Vrouwen naar leeftijd
Sla de grafiek Episoden acute ggz vrouwen 2016-2023 over en ga naar de datatabelBron: Vektis via NZa, 2025
- Tussen 2021 en 2022 is de bekostiging voor de ggz veranderd, en is overgestapt van het systeem van diagnose behandelcombinaties (dbc) naar het zorgprestatiemodel; waarschijnlijk droeg dat bij aan de stijging in het aantal episoden acute ggz tussen die jaren.
Mannen naar leeftijd
Sla de grafiek Episoden acute ggz mannen 2016-2023 over en ga naar de datatabelBron: Vektis via NZa, 2025
- Tussen 2021 en 2022 is de bekostiging voor de ggz veranderd, en is overgestapt van het systeem van diagnose behandelcombinaties (dbc) naar het zorgprestatiemodel; waarschijnlijk droeg dat bij aan de stijging in het aantal episoden acute ggz tussen die jaren.
Stijging aantal crisisepisoden onder jonge vrouwen van 2020 op 2021
Voor alle groepen naar leeftijd en geslacht zien we ongeveer hetzelfde patroon, namelijk een daling over de periode 2016-2021, met een iets hardere daling in 2020. Alleen voor jonge vrouwen is het beeld wat afwijkend: een stabiele trend, met een daling in 2020 gevolgd door een stijging in 2021. Van 2020 op 2021 steeg het aantal episoden acute ggz per 1.000 vrouwen van 18 tot en met 24 jaar met 12,9%, per 1.000 vrouwen van 20 tot en met 24 jaar met 10%. Tussen 2022 en 2023 daalde het aantal episoden acute ggz per 1.000 personen voor de meeste geslacht-leeftijdsklassen (mannen 18 tot en met 24 en 45 jaar en ouder, vrouwen 18 tot en met 24 en 75 jaar en ouder) of bleef ongeveer gelijk (mannen 25 tot en met 44 jaar en vrouwen 25 tot en met 64 jaar).
Meeste patiënten komen via een huisarts
Van alle patiënten die in 2021 contact hadden met een crisisdienst ggz, kwam het grootste deel via een huisarts.
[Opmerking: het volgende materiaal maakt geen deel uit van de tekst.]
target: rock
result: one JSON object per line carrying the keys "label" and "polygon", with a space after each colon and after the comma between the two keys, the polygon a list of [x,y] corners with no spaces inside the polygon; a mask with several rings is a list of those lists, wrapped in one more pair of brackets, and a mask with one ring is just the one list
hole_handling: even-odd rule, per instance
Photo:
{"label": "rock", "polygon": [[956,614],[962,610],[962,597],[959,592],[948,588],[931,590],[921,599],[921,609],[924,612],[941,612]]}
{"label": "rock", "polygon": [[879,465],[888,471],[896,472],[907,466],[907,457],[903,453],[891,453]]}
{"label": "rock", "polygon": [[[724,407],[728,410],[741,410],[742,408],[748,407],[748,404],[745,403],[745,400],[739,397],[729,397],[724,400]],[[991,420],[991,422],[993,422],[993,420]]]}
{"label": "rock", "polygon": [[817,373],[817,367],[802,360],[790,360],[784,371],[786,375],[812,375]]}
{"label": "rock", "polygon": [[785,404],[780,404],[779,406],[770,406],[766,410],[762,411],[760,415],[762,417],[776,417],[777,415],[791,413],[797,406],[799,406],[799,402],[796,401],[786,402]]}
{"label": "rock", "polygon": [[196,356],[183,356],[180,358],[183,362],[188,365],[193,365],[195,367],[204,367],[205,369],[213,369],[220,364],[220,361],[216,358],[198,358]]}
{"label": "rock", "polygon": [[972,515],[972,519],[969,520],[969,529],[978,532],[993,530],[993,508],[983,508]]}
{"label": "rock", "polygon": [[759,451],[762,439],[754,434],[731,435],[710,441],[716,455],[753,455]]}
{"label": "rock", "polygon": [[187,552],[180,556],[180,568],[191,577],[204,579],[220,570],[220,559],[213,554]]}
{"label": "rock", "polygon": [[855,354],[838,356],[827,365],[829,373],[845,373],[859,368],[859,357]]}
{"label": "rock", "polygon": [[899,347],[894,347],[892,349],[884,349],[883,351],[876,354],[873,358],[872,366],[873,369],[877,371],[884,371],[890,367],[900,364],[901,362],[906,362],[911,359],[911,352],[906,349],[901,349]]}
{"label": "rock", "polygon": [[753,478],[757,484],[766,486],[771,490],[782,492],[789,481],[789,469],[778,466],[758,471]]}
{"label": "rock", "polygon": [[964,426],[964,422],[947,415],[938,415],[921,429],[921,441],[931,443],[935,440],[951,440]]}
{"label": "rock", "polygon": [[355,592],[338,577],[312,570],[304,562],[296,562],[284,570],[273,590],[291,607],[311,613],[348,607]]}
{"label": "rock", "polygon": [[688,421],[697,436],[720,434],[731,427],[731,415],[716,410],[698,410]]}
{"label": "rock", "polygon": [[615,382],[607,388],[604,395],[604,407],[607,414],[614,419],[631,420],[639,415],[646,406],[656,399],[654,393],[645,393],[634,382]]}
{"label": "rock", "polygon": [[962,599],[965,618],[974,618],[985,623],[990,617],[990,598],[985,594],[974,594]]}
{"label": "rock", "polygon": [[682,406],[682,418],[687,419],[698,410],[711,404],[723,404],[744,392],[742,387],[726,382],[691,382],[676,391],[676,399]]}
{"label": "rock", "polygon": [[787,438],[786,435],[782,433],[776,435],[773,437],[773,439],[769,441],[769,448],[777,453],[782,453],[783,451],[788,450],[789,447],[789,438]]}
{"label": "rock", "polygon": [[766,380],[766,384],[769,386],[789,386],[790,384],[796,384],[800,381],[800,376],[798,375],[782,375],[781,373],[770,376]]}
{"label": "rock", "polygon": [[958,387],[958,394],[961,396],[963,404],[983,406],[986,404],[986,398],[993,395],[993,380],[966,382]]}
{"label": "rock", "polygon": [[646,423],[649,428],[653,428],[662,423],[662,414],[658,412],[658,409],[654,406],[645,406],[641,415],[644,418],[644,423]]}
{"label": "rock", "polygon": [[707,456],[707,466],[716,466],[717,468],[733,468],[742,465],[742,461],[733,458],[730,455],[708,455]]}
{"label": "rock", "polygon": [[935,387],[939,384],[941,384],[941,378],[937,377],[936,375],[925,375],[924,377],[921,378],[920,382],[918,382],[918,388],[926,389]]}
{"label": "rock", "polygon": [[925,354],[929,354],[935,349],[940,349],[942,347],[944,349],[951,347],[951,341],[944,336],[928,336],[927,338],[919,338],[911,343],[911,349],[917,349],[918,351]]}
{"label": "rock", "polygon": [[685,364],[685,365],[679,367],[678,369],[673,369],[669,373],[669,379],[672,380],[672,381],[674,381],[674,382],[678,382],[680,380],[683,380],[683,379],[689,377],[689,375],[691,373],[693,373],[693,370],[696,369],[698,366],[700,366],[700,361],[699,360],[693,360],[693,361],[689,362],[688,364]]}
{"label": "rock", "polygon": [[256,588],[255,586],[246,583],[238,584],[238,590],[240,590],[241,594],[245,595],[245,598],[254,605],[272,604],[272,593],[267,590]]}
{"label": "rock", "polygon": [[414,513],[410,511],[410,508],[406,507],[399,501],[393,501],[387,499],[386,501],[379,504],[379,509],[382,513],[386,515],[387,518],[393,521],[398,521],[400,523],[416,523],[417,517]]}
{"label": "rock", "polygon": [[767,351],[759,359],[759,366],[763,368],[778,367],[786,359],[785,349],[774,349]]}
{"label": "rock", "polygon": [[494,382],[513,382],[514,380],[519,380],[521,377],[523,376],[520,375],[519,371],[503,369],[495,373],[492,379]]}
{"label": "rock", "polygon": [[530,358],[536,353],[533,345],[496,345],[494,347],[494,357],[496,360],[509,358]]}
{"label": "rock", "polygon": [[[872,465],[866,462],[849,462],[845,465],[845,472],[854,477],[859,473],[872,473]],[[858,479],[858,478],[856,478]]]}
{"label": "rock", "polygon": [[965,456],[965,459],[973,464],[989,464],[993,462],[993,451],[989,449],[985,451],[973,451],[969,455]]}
In 33% van de crisiscontacten werd de crisisdienst ingeschakeld door een huisarts tijdens kantooruren en in 20% van de gevallen door een huisarts tijdens ANW-uren (Avond-, nacht-, en weekenddienst ). In 9% van de crisiscontacten was de patiënt eerst gezien op een SEH (Spoedeisende hulp). Bij 36% van de crisiscontacten was de exacte herkomst niet bekend; dit kon zijn via politie, justitie of de patiënt of diens naaste nam zelf contact op met de crisisdienst (NZa, 2023 (NZa, Monitor acute zorg 2023, Utrecht (2023))).